Art imitates Springfield life
Bill Crook experimented with a number of concepts before settling on the final design for the sign that attorney William Panichi asked him to paint for Panichi’s law office on North Fourth Street.
Panichi wanted something that combined images of Abraham Lincoln, who lived in Springfield before becoming president, and Barack Obama, who’s often compared to Lincoln, was a state senator here, and used the capital city as his presidential campaign’s launch pad. Initially, Crook thought about using bright colors a la Shepard Fairey’s obnoxiously ubiquitous red-white-blue creation. However, “I didn’t want to replicate Fairey. He’s all over the place,” says Crook, a former art instructor whose work has been displayed in the Capitol and in several publications, including Illinois Times.

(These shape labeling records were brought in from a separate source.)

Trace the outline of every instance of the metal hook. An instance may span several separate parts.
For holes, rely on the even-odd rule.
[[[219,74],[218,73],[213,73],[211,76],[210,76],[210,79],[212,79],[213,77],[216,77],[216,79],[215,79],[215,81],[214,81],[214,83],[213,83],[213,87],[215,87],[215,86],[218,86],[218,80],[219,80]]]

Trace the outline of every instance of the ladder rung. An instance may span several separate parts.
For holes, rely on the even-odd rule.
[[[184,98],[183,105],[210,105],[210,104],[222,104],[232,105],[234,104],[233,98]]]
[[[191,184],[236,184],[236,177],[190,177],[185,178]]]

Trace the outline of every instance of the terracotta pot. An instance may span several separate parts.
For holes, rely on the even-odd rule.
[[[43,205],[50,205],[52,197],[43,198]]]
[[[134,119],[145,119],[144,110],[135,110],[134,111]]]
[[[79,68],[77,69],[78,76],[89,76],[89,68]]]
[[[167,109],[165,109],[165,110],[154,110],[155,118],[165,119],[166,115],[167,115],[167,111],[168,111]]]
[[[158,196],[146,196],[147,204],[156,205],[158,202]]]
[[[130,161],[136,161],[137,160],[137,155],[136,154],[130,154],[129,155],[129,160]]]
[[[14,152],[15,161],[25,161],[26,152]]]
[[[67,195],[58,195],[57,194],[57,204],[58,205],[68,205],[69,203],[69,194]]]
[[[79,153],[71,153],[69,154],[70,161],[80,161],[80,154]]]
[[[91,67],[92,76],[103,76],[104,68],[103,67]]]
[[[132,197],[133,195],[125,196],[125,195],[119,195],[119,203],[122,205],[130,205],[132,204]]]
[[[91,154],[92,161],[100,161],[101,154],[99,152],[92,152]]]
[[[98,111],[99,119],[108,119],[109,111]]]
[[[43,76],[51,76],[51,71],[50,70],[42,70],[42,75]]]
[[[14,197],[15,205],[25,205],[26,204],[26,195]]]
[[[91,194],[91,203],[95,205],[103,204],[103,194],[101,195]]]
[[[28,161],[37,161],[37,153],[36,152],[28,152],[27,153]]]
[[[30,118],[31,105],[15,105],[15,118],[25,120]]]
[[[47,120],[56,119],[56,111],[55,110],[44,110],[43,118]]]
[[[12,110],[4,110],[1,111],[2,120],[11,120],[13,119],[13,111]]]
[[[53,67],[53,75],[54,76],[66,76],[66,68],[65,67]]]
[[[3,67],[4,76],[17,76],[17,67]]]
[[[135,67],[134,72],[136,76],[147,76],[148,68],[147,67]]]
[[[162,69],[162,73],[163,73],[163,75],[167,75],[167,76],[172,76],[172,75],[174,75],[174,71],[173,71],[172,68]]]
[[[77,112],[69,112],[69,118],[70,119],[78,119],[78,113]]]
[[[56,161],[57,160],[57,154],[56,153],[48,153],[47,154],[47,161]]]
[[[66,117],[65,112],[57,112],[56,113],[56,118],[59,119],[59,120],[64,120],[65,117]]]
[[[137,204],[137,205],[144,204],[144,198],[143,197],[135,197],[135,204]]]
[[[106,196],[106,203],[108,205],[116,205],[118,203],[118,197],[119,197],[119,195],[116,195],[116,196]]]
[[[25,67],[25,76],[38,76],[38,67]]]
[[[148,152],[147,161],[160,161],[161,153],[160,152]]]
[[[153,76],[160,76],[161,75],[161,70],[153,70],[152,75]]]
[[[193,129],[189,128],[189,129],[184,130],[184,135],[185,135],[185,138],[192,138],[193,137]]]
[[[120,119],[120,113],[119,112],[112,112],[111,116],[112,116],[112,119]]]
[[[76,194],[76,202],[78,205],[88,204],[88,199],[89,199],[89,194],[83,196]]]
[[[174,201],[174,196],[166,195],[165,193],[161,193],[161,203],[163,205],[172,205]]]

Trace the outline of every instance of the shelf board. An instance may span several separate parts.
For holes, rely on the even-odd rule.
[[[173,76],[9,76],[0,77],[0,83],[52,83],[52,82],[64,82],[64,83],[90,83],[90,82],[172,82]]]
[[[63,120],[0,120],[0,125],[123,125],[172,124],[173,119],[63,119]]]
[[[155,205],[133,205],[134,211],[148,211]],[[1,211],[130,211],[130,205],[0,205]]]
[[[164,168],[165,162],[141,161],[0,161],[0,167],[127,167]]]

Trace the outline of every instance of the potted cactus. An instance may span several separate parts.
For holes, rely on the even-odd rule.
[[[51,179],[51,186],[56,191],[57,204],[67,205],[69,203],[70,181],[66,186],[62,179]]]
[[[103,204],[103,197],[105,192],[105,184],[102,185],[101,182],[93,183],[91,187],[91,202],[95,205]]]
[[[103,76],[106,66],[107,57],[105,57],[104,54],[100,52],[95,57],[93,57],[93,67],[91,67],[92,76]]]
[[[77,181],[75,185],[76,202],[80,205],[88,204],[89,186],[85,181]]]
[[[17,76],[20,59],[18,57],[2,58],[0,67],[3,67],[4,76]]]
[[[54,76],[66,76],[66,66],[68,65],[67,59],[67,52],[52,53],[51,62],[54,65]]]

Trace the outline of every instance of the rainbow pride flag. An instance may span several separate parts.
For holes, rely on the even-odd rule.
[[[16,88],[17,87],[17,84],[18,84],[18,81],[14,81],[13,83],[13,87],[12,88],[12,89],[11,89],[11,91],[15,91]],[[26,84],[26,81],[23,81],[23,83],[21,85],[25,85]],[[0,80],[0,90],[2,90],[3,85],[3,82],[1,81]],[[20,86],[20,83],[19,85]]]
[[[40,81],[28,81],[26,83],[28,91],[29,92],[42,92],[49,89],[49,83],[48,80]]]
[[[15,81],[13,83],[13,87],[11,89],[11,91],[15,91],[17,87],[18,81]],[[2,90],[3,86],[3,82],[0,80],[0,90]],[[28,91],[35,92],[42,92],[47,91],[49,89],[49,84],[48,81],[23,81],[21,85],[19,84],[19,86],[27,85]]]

In the end, Crook decided to keep it simple with portraits of Lincoln and Obama facing the Old State Capitol, where both men delivered historic speeches. Achieving the proper viscosity of the paints proved difficult and Crook painted the faces five times. The final product, Panichi believes, could be incorporated into a new Springfield city seal and says he mentioned the idea to Kevin Davlin, brother and advisor to mayor Tim Davlin. However, according to City Hall spokesman Ernie Slottag, no discussion of modifying the official city seal has taken place.